Some Volvo drivers in North Carolina will soon be paying for their highway tolls without a transponder box as part of a program to test embedded in-car payments, according to a state release last month.
Volvo Car USA and the North Carolina Turnpike Authority will launch a pilot program Nov. 20 with as many as 100 drivers paying tolls through technology embedded in their cars’ Google infotainment system.
Drivers will enter their payment card details into the Android-based infotainment system. The card, which will be tokenized, will then be charged directly, rather than through a pre-paid toll transponder account, when the vehicle is geolocated passing through a toll.
The card network Mastercard will process the payment, send approved transactions to the turnpike authority, and the NCTA will update license plate transactions in its back-office system.
In addition to Mastercard, tech giant Microsoft, Red Hat Software and the professional services firm Cognizant are assisting with the test program.
Any Volvo with the Google system, which was implemented in some vehicles in 2022 and became standard in Volvo’s models in 2023, is eligible to participate.
For now, the pilot focuses on toll payments, but eventually the tokenized approach to vehicle payments will cover “everything, everywhere you take your car,” NCTA Executive Director James “J.J.” Eden said in a Sept. 26 interview.
Eventual vehicle-payment destinations will include parking garages, car washes and restaurant drive-thru lanes, Eden said, estimating that a wide shift to embedded vehicle payments could start becoming common within five years.
Embedding payments into a vehicle’s infotainment system solves several problems, Eden said. Specifically, transponders operate on a radio frequency band that’s congested and therefore prone to interference. Additionally, tolling infrastructure is aging and extremely expensive to maintain and replace, Eden said, citing overhead gantries and roadway sensors to detect vehicles.
“Going to an in-car payment system, the car knows what it is. It knows where it is. It knows the customer data,” said Eden, who co-founded Delaware-based E-ZPass Interagency Group, the nation’s largest tolling system, in 1987. The E-ZPass program serves 35 million customer accounts in 20 states, collecting $13.8 billion in electronic toll payments.
Switching from the current system of gantries, transponders and sensors will lead to tens of millions of dollars in infrastructure savings, he said. That savings, in turn, can be allocated to other aspects of transportation infrastructure, such as better highways, he said.
“If you don't have the transportation infrastructure, then you don't attract industry and the jobs go away,” Eden noted. “This system is just trying to make that easier.”
Volvo is developing the tolling app and plans to make it available for free to other automakers that use Google for their infotainment systems, Jim Nichols, Volvo’s vice president of product technology and consumer offer, said last week in an interview. Those manufacturers include Ford Motor, General Motors, Honda Motor and Nissan Motor.
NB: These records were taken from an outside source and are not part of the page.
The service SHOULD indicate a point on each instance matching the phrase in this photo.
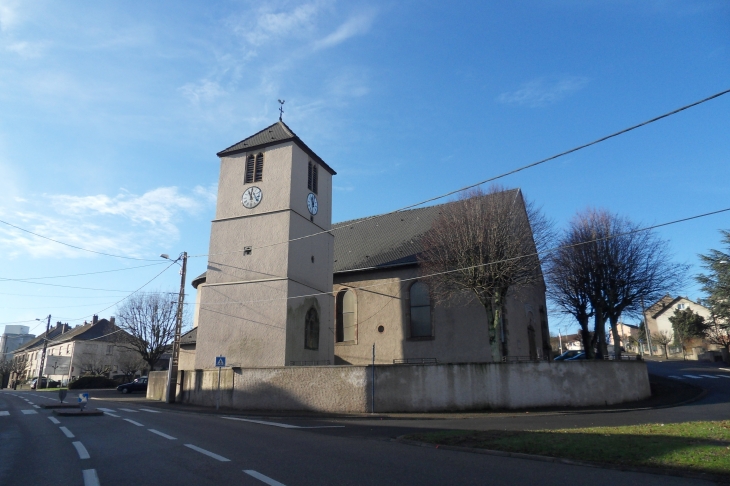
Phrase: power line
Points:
(530, 255)
(74, 246)
(491, 179)
(83, 274)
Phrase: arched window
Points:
(311, 329)
(259, 174)
(248, 178)
(420, 311)
(346, 316)
(312, 179)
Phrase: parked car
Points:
(45, 383)
(139, 384)
(568, 354)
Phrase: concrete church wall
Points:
(414, 388)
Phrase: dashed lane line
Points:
(162, 435)
(262, 478)
(207, 453)
(285, 426)
(90, 477)
(83, 453)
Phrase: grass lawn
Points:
(693, 446)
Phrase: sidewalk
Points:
(665, 393)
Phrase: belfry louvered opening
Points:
(312, 179)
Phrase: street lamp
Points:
(172, 371)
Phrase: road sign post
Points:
(220, 362)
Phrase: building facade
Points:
(283, 288)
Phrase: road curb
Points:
(570, 462)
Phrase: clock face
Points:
(252, 197)
(312, 203)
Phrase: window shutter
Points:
(248, 178)
(259, 168)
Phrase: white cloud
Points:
(355, 25)
(126, 224)
(543, 91)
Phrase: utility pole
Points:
(39, 383)
(172, 372)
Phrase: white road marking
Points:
(161, 434)
(285, 426)
(90, 477)
(207, 453)
(83, 453)
(262, 478)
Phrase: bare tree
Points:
(482, 246)
(149, 319)
(617, 265)
(663, 338)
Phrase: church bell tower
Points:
(266, 300)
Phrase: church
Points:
(284, 287)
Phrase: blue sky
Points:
(111, 114)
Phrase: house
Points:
(283, 288)
(93, 347)
(657, 319)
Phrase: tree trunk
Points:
(493, 333)
(616, 338)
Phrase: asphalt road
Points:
(136, 442)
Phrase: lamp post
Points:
(172, 372)
(39, 383)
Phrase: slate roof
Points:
(380, 242)
(274, 134)
(390, 240)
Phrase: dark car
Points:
(568, 354)
(139, 384)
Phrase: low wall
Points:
(414, 388)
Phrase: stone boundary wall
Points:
(413, 388)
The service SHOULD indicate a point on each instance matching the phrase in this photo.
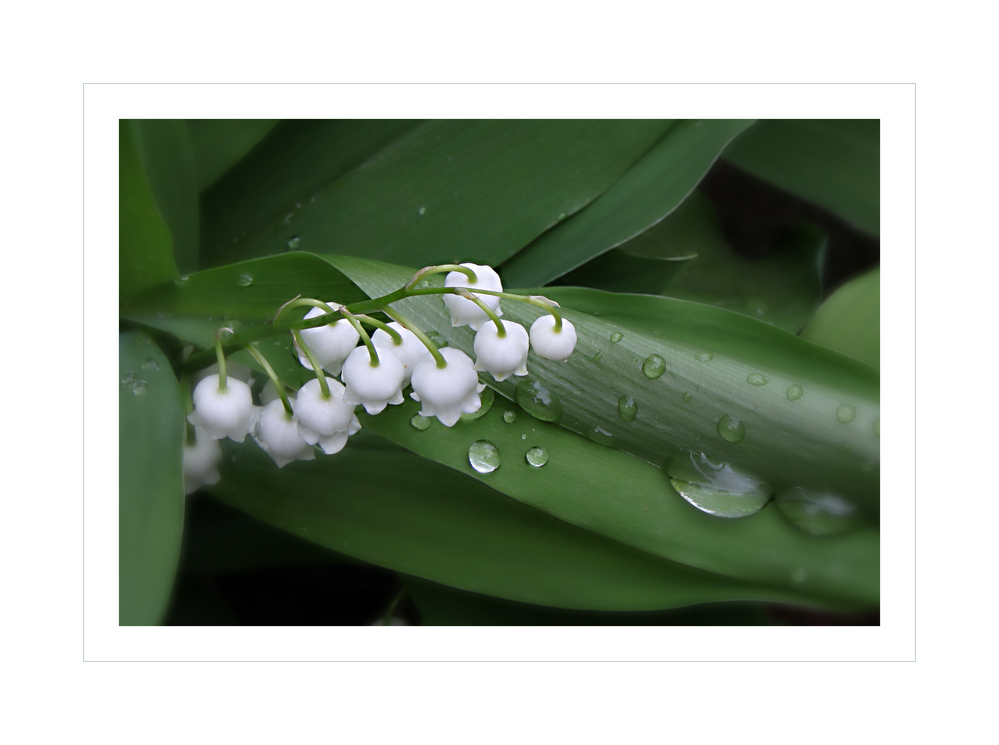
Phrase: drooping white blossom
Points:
(325, 421)
(373, 387)
(410, 352)
(447, 392)
(502, 356)
(278, 435)
(330, 343)
(551, 344)
(226, 413)
(463, 311)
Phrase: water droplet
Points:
(484, 456)
(846, 413)
(654, 366)
(715, 487)
(818, 513)
(627, 408)
(537, 457)
(486, 399)
(731, 429)
(538, 401)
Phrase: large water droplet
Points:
(627, 408)
(846, 413)
(537, 457)
(484, 456)
(486, 399)
(538, 401)
(731, 429)
(715, 487)
(817, 513)
(654, 366)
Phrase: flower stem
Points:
(316, 367)
(259, 357)
(402, 320)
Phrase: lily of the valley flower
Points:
(325, 421)
(330, 343)
(201, 462)
(447, 392)
(373, 387)
(463, 311)
(224, 413)
(551, 344)
(502, 356)
(410, 352)
(278, 435)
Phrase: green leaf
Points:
(834, 163)
(647, 193)
(850, 320)
(145, 251)
(168, 160)
(221, 143)
(469, 190)
(150, 480)
(386, 506)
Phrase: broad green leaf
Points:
(388, 507)
(220, 143)
(468, 190)
(708, 355)
(850, 320)
(834, 163)
(145, 252)
(168, 160)
(647, 193)
(150, 480)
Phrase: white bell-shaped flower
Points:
(448, 392)
(331, 343)
(552, 344)
(227, 413)
(201, 461)
(502, 356)
(463, 311)
(410, 352)
(373, 387)
(278, 435)
(325, 421)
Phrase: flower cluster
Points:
(373, 371)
“It shouldn't be a different app for every different car because it’s inefficient for NCTA,” he said. “NCTA kind of opened up this innovation, so we came to the table and said, ‘We're not going to put it in a walled garden.’”
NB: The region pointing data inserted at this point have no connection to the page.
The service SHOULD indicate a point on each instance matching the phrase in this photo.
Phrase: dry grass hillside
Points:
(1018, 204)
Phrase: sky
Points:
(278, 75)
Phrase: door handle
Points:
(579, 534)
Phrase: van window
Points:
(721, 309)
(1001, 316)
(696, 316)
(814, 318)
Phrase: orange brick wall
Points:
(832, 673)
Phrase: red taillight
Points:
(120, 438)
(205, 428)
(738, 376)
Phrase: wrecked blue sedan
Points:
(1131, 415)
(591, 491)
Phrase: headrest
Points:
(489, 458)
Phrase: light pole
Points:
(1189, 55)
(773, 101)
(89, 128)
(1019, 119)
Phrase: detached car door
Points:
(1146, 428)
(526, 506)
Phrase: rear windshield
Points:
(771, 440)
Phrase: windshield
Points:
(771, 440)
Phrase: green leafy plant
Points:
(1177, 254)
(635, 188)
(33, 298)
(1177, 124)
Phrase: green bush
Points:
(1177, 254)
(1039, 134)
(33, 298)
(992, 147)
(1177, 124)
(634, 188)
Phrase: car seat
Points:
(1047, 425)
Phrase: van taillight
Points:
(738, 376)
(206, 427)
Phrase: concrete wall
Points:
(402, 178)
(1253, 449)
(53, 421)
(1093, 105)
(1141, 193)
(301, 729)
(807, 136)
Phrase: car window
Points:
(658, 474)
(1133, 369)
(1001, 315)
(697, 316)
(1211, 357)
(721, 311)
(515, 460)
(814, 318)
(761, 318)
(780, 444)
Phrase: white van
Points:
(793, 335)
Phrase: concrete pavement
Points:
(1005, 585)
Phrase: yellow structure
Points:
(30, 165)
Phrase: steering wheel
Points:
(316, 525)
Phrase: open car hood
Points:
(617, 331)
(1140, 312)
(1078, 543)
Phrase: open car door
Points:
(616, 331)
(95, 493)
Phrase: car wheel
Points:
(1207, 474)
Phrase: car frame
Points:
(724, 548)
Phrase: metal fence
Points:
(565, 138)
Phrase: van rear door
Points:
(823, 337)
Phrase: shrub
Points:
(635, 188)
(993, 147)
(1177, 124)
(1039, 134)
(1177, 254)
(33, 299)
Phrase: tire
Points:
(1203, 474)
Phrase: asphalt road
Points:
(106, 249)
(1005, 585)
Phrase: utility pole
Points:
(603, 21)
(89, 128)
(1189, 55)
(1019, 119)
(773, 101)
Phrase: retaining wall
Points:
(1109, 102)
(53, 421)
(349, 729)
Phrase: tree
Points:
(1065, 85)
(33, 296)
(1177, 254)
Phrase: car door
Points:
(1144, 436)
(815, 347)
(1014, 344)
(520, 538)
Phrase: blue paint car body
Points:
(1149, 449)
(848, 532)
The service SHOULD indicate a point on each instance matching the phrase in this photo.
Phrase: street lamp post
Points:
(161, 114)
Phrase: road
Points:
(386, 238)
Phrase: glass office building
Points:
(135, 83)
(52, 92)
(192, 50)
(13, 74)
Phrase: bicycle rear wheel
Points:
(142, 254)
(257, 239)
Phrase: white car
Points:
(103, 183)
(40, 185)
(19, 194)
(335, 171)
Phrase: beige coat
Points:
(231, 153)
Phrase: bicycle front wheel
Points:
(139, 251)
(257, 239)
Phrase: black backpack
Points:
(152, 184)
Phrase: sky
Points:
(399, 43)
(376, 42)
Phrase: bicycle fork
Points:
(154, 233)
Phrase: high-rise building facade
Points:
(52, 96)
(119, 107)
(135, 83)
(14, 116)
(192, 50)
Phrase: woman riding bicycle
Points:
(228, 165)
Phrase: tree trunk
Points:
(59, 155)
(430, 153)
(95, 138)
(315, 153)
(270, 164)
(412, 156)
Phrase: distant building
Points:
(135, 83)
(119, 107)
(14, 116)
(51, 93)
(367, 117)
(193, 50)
Over the past two years, embedded payment technology has been incorporated by Mercedes-Benz for cars sold in Germany, where the in-car systems can pay for fuel at 3,600 gas stations. About 500,000 BMW drivers in Germany can use that automaker’s version of the technology to pay at gas pumps and parking meters.
Ford, GM, Honda and Nissan did not respond to inquiries about their interest in adding the payments technology.
“What it comes down to is, how can we provide a better experience for the customer, an experience that’s better than what is currently available today?” Nichols said of pay-by-car. “Tolling is probably the biggest no-brainer, because it's a transaction that happens while the vehicle is moving.”
Giving drivers the ability to pay at a Starbucks drive-thru isn’t a priority for Volvo, Nichols said.
What’s more interesting to the Swedish automaker, he said, is that abandoning the transponder system could allow the carmaker to experiment with different windshield coatings that presently would interfere with reading a transponder. But the Starbucks example is “in the realm of possibility,” Nichols said.
“That’s where you have a company like Mastercard that is working on the infrastructure and the use case, and if the customer comes to us and we can show that it’s a more convenient way to do it via the car, we would certainly entertain it,” Nichols said.
The pilot is part of a broader global strategy to create frictionless urban mobility solutions, Chapin Flynn, Mastercard’s global urban mobility lead, said in a press release about the pilot.
The card network’s vision for the evolution of embedded auto payments is far-reaching: Flynn expects the systems will eventually tie into artificial intelligence in the car, wherein a motorist could have their car order a beverage at the next coffee shop. The system would then calculate the arrival time to ensure the driver arrives to a hot cup of joe.
“You just pull up, your car has already taken care of the order and the payment, and it’s ready to go,” Flynn said in the statement.